Eight are in custody after Mt. Pleasant police busted a major pumpkin spice cartel last night. Police were acting on an anonymous tip that dealers were selling pure pumpkin spice in the area and causing local women to wear fall clothing way too early in the season. Police are acting quick to collect the remaining hot product off the streets as soon as possible.
Mt. Pleasant Police Chief Andrew Baskin said this new pumpkin spice on the streets is nothing to mess with. “This is 100% pure, uncut pumpkin spice smuggled in from New England,” he said. “Just one spoonful of this stuff will make women think they can start wearing leggings, Uggs and scarves, even though it’s still way too hot for that attire in Charleston right now.”
Resident Christina Adams is recovering in a local hospital after overdosing on pumpkin spice over the weekend. “I bought an ounce of pumpkin spice from a dude standing on the corner of Dunes West Blvd & 41,” she said. “I bumped a gram before going out to meet some friends, and all of a sudden I felt the urge to wear a cardigan sweater and knit wool hat. I couldn’t stop sweating when I got to Red’s Icehouse, and I passed out. I’m going to seek professional help to kick this pumpkin spice addiction.”
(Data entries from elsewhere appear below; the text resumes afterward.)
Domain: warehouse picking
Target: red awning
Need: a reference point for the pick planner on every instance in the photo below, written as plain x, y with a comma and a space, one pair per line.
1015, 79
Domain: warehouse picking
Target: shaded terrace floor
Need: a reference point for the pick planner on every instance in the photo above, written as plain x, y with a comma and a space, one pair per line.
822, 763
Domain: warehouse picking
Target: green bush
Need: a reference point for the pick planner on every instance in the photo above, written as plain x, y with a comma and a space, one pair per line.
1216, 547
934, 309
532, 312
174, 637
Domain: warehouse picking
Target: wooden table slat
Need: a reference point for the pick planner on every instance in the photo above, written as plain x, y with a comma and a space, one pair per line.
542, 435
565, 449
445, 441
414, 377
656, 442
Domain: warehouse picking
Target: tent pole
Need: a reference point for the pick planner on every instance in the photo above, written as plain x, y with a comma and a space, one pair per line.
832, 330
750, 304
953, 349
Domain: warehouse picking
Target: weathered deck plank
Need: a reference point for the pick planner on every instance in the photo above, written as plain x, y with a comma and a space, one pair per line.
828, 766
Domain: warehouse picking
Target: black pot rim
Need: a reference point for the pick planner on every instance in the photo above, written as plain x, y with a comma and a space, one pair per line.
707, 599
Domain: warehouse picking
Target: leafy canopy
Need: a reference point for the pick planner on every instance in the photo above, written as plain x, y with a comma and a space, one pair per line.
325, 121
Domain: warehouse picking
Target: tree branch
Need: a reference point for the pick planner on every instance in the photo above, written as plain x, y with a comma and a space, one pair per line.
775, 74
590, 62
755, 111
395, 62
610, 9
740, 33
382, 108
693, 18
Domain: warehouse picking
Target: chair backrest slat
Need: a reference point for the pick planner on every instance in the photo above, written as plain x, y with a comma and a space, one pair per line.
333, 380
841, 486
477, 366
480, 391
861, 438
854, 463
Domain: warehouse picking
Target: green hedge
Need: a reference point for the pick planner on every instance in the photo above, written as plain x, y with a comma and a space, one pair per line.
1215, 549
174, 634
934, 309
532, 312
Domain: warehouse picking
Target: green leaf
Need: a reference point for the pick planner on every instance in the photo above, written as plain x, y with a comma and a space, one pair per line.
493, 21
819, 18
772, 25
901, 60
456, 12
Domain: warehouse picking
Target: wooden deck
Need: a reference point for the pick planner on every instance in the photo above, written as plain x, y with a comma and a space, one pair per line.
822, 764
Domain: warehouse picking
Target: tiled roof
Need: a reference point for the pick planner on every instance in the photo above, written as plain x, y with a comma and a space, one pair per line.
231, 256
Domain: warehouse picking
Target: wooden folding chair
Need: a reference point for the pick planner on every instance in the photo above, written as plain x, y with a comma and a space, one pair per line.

Dr. Whitney Chandler has analyzed this new version of pumpkin spice in her lab and says it’s extremely dangerous. “This drug floods the pleasure spots of the brain that like cold weather and cute fall clothes. Women begin to hallucinate and see fall foliage and deer frolicking around them, even though in reality it still feels like summer in Charleston. It’s just too much autumn for the human brain to handle. Women need to stay away from it.”
Mt. Pleasant police are urging women to avoid pure, unregulated pumpkin spice and to rely on local coffee shop lattes to get their fix. Police are now focusing on a hot tip that shipments of pure gingerbread spice are headed into the area from the North Pole.